Agora, ficou convencionado que o marco zero é a ilha Caroline, onde não mora ninguém. Dizem que o escritor Umberto Eco andou por uma dessas ilhas malucas para escrever seu romance “A ilha do dia anterior”.
— Eu gostaria de te visitar levando sua mãe, mas não temos mais idade para isso. Armando disse que vai até aí quando baixar saudade forte. Ele, Mariana e as crianças. Adorei as fotos que você nos mandou. O lugar é mesmo lindo, mas muito longe. Deus não podia ter feito esse arquipélago no litoral brasileiro? Kkkkk.

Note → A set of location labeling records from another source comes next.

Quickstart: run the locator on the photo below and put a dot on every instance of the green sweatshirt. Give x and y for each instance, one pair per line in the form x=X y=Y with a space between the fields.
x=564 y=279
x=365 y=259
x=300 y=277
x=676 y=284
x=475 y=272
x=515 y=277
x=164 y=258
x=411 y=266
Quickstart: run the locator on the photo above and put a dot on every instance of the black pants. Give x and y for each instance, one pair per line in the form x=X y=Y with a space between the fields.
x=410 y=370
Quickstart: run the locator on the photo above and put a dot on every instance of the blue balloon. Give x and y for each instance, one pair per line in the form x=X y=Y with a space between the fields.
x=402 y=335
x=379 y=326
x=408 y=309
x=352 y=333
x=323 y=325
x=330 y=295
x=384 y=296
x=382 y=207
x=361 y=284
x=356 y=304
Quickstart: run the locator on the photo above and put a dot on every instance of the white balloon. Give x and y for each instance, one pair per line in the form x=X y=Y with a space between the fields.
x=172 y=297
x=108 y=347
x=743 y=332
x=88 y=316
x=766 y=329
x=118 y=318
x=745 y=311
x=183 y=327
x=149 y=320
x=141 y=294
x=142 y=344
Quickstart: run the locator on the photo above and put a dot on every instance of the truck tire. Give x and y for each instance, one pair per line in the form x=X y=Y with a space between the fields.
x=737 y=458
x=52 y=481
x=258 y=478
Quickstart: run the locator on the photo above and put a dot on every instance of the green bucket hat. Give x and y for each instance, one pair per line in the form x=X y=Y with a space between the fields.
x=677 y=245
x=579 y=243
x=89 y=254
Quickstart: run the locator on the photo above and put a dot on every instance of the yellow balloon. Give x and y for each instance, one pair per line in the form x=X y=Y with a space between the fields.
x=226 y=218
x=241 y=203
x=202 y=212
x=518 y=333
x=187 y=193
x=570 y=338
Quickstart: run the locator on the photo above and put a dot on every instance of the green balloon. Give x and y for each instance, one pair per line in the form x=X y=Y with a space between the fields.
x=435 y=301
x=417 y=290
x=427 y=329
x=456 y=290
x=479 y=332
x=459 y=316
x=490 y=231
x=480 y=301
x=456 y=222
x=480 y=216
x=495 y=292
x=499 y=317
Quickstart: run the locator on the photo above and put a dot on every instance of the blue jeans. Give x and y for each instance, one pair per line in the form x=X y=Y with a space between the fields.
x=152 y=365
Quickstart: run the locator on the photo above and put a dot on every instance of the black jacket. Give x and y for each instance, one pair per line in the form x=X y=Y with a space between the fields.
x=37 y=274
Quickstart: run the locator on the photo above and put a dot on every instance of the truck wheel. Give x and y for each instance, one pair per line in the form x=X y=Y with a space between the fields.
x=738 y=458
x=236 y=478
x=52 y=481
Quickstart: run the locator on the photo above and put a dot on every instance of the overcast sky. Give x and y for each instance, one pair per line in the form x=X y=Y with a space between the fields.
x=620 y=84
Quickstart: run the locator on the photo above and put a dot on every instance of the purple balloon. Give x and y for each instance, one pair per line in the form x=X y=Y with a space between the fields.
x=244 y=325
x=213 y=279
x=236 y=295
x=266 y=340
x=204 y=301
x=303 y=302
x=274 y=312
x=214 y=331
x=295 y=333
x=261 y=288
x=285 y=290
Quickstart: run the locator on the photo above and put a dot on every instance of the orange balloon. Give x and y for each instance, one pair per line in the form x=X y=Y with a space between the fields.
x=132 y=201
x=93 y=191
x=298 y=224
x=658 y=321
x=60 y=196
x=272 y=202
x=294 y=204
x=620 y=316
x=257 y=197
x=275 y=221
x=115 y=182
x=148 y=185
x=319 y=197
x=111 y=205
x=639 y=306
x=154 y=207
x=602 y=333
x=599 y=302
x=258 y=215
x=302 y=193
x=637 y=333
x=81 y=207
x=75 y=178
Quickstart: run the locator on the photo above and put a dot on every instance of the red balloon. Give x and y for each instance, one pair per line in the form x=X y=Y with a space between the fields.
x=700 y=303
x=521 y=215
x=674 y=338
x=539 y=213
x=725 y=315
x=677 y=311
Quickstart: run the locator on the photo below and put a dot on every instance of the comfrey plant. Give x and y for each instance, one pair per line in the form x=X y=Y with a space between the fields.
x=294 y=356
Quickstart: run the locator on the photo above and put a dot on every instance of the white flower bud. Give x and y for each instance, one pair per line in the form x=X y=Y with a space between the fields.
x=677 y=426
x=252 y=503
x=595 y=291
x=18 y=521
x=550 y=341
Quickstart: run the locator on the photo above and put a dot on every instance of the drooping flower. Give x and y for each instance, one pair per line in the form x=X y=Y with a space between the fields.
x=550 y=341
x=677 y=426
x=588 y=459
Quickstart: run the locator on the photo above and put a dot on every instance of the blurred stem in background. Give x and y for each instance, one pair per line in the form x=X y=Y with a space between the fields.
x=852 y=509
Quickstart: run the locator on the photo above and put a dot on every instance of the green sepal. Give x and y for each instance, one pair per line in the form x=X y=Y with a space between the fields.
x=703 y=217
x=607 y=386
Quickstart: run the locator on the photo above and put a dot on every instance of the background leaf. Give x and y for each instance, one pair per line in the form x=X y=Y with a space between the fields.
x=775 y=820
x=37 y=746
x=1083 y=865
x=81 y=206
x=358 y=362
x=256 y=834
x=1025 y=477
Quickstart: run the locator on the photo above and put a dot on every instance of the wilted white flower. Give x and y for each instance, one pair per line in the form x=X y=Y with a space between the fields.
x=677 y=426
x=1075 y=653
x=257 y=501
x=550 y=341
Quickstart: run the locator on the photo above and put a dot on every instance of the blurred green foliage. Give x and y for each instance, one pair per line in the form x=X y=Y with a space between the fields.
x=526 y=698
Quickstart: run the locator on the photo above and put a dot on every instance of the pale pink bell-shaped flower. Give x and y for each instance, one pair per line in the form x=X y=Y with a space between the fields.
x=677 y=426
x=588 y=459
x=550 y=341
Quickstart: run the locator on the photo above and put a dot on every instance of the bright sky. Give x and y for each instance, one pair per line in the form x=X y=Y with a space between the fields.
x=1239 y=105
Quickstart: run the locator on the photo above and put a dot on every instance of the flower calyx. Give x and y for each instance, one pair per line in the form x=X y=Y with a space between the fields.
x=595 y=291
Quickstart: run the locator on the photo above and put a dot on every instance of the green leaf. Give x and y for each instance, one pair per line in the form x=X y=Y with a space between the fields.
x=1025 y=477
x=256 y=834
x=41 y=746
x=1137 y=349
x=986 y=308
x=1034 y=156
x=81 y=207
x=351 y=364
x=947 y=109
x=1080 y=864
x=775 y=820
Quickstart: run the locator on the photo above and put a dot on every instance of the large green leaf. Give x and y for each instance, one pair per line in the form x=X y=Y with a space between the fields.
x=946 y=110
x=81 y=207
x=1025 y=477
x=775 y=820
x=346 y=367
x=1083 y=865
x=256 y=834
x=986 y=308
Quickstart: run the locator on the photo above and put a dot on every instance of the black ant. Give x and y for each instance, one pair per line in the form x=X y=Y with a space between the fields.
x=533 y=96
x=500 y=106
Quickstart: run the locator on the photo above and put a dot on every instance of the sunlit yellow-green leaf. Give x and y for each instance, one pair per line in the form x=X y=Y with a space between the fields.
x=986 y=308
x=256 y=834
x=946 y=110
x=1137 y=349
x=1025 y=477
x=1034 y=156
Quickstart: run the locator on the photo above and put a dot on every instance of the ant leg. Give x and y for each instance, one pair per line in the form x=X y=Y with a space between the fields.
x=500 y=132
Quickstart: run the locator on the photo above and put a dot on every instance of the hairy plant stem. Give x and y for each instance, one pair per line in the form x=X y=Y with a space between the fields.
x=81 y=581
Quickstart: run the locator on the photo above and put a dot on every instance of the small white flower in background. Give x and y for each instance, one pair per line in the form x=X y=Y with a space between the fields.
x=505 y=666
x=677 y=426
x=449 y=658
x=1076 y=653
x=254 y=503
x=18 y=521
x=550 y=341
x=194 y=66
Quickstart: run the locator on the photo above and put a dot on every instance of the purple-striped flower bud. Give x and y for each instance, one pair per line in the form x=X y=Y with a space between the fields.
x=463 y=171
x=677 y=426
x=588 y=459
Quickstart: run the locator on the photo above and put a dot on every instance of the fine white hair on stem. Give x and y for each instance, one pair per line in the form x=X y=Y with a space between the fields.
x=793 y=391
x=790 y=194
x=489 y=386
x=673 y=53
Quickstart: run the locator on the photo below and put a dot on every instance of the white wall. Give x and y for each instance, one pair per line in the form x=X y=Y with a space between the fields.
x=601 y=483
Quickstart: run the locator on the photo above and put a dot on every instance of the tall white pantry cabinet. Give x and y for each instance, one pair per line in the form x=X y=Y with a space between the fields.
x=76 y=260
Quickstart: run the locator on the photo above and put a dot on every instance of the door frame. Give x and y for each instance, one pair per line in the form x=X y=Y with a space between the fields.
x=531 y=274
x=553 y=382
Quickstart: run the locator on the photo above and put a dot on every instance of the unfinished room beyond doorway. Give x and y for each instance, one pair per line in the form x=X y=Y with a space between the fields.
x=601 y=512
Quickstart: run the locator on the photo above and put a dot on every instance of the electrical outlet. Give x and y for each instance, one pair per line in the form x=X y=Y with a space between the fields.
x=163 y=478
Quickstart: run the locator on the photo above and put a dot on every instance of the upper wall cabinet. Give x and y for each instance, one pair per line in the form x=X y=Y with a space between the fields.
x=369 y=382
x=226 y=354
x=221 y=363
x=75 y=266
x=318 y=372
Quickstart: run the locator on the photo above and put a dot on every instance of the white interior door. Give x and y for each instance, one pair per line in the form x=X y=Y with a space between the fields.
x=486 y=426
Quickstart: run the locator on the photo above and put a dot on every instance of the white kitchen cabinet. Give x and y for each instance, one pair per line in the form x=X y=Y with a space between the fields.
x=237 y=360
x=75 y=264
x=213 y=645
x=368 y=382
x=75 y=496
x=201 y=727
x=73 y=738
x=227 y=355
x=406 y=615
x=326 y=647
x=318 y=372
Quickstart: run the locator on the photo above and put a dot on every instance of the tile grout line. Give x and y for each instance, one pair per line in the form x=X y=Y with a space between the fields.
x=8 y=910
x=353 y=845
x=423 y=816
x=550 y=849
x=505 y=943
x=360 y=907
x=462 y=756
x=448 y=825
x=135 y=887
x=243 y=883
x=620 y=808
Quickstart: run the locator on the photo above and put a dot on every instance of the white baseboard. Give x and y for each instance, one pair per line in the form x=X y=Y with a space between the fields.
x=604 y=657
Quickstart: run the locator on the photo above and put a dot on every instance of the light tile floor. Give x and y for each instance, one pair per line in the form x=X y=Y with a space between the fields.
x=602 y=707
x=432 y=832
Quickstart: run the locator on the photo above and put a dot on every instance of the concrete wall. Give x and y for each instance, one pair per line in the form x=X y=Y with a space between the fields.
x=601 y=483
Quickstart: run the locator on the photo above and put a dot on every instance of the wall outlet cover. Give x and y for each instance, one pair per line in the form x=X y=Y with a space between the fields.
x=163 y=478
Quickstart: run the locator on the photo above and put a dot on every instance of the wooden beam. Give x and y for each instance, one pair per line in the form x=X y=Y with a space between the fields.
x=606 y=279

— Receberemos Armando, Mariana, Cristiano e Eneida com a maior alegria. Diga a eles que a casa é muito grande. Há muitos quartos. E só eu e Alfred moramos nessa mansão. Alfred está mais tranquilo porque a firma dele garantiu seu emprego, mas não aceitou sua transferência para um lugar mais civilizado, kkkkk. O país parece rico, mas é pobre. Não há mais minério para explorar. O turismo, mesmo em tempos normais, é meio fraco porque o país é muito longe. Por mais que o solo seja mínimo, o que garante a economia é a produção de copra, a polpa seca do coco, o mesmo coco da Bahia que a gente conhece. Só que ele é originário da Ásia. Eu queria arranjar um emprego aqui. Não nasci para ser dondoca. Já falei isso para as minhas amigas daí. Saudades do Nilo Peçanha.
— Filha, está acontecendo alguma coisa? Você não dá notícias a um mês. Por aqui, todos bem. Sua mãe e eu não saímos de casa. Seu irmão e sua cunhada saem muito protegidos. Armando gosta muito da fazenda dele em Quissamã. Lá venta muito. Ele diz que o lugar é muito saudável e que deve ser melhor que Kiribati.
— Oi, pai e mãe queridos. Desculpe o silêncio. Por aqui tudo bem. Com o fechamento dos aeroportos, como já falei, o vírus não tem como entrar. Só se vier nadando, kkkkk. Tenho passado o dia percorrendo as ilhas atrás de emprego. Encontrei uma família mineira que mora aqui doida para voltar ao Brasil. Só não encontrei ainda um campista, kkkkk. Dizem que eles estão em toda parte do mundo. Aqui tem um campus da Universidade do Sul do Pacífico. Pra entrar é preciso concurso e é necessário ter doutorado reconhecido. Está quase certo que eu entre numa escola particular para lecionar geografia. Mas preciso adquirir mais fluência no inglês. Aqui, a maioria da população é cristã, e dessa maioria, mais da metade é católica seguidora do papa. A outra parte é protestante de diversas igrejas. Tem muita igreja por aqui.
— Que bom, filha. Estamos torcendo para você conseguir o emprego. Vai lhe fazer bem.
— Pai, mãe, consegui o emprego, mas tenho uma outra notícia muito boa que me enche de alegria e também de tristeza. Estou grávida. Vou trabalhar até quando der. Estou triste porque vocês não vão conhecer seu neto. Farei de tudo para que meu filho nasça em Campos. Espero que a pandemia termine nesses nove meses que faltam para o nascimento. Beijos felizes para todos.